Instruction to apply
Thank you to send:
- CV
- Cover letter
- Master marks and ranking
- Support letter(s)
Defence Security :
This position is likely to be situated in a restricted area (ZRR), as defined in Decree No. 2011-1425 relating to the protection of national scientific and technical potential (PPST).Authorisation to enter an area is granted by the director of the unit, following a favourable Ministerial decision, as defined in the decree of 3 July 2012 relating to the PPST. An unfavourable Ministerial decision in respect of a position situated in a ZRR would result in the cancellation of the appointment.
Recruitment Policy :
As part of its diversity policy, all Inria positions are accessible to people with disabilities.
Contacts
- Inria Team : SISTM
-
PhD Supervisor :
Richert Laura / Laura.Richert@inria.fr
The keys to success
Applicants should hold a Master’s degree (or equivalent) in one of the following fields:
- Biostatistics
- Statistical modeling
- Clinical pharmacology
About Inria
Inria is the French national research institute dedicated to digital science and technology.
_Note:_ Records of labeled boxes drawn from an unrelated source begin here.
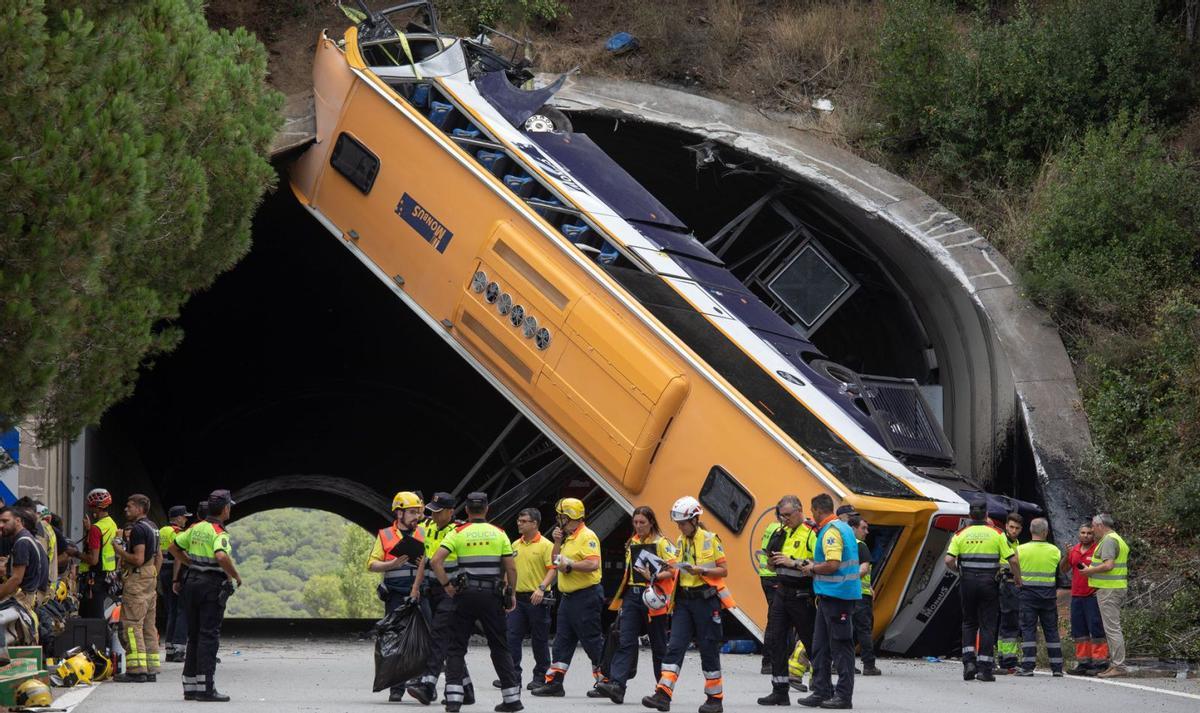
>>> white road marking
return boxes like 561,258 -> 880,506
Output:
1034,671 -> 1200,701
54,683 -> 100,713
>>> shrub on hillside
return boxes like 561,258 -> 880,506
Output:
0,0 -> 282,438
1019,114 -> 1200,328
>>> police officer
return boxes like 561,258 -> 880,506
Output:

It employs 2,600 people. Its 200 agile project teams, generally run jointly with academic partners, include more than 3,500 scientists and engineers working to meet the challenges of digital technology, often at the interface with other disciplines. The Institute also employs numerous talents in over forty different professions. 900 research support staff contribute to the preparation and development of scientific and entrepreneurial projects that have a worldwide impact.